Note that the outer surface of the flange and the lower surface of the shaped steel below points P and P' are treated in the same way as the upper surface of the shaped steel (as shown on page 9 of the specification, the direction of paint is directed upwards below the shaped steel). (by any means) with a painted paint gun.

Therefore, there is no uncoating or overspray loss on both outer flange surfaces of the section steel, and when painting at the top and bottom, the overlap of the upper and lower spray patterns on both outer flange surfaces of the section steel is minimized. This has the effect of reducing paint loss and making the coating film thickness uniform.

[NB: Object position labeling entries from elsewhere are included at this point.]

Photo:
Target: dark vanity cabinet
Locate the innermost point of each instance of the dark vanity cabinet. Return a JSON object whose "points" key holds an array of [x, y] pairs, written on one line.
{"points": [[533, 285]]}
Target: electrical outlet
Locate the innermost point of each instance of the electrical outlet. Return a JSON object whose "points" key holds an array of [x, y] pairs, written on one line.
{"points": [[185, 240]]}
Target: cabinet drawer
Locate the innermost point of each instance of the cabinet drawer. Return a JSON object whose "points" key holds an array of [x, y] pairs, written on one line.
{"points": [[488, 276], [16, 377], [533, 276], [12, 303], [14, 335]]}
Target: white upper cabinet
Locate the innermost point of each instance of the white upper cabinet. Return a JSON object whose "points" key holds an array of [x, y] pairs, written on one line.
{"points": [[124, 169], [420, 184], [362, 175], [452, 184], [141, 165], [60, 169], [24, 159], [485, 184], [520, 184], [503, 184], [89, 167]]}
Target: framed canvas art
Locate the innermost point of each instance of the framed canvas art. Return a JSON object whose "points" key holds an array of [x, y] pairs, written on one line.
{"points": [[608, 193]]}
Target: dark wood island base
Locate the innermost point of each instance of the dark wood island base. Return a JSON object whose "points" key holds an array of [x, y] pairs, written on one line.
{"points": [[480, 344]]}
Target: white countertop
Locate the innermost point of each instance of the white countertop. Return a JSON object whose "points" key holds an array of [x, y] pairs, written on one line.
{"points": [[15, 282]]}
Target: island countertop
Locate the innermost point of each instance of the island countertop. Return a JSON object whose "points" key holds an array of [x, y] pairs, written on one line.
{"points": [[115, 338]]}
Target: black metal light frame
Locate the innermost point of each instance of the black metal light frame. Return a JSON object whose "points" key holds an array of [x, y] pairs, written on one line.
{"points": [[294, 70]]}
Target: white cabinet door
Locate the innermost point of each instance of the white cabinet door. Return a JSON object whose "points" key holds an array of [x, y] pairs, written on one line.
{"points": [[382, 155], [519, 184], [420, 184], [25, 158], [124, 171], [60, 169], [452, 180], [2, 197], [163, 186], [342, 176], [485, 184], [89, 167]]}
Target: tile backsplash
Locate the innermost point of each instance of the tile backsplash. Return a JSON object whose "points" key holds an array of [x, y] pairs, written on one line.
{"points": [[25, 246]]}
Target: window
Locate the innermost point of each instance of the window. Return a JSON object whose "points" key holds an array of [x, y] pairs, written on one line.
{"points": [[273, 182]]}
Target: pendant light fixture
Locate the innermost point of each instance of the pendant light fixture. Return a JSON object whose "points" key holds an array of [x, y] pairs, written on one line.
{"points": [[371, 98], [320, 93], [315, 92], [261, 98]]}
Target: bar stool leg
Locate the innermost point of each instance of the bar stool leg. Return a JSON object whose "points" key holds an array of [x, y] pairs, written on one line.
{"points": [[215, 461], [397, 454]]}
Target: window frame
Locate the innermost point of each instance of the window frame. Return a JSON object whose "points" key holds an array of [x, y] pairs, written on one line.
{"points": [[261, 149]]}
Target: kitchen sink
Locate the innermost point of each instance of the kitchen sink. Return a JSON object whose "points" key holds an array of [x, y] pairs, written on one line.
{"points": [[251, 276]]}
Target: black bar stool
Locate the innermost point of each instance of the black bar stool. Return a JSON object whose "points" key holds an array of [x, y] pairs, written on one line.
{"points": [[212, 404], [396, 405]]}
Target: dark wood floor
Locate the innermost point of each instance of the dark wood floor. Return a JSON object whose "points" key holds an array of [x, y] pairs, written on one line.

[Brief explanation of the drawing]

Figures 1 and 2 are front views showing different conventional painting methods, Figures 3 and 4 show a series of examples of the method of the present invention, Figure 3 is a front view, and Figure 4 is the same plane. 5 is a control system diagram of the coating instruction sensor, FIG. 6, FIG. 7, and FIG. 8 are front views showing different application examples of the method of the present invention, and FIG. 9 is a control system diagram of the coating instruction sensor. FIG. 10 is a front view showing an example of the apparatus to which the present invention is applied. 1, 1'-・・・Shaped steel, ia, 1a'...
...Web surface of the section steel, 1b...Outside flange surface of the section steel, 1b'...Inner flange surface of the section steel, 1c...Flange of the section steel Upper end, 2...
・Transportation table, 3a, 3b... A pair of painting guns, 4a, 4b... Painting instruction sensor, P... Center of the outer flange surface of the shaped steel.

Claims (1)

[Claims] 1. At least one at least one container arranged facing each other and tilted toward each other as viewed from the width direction of the shaped steel to be transported in the direction in which the paint is projected onto the shaped steel to be transported by the transport table. When moving the pair of painting guns back and forth in the width direction of the transported section steel and projecting paint from the flange surface of the section steel onto the web surface, the painting start and end positions of each painting gun are adjusted. A painting instruction sensor set at a predetermined position determines the extreme position where one force of the pair of painting guns projects the center of the outer flange surface of the section steel, and the other force projects the upper end of the flange of the section steel. An automatic method for painting section steel characterized by giving instructions to start and end painting.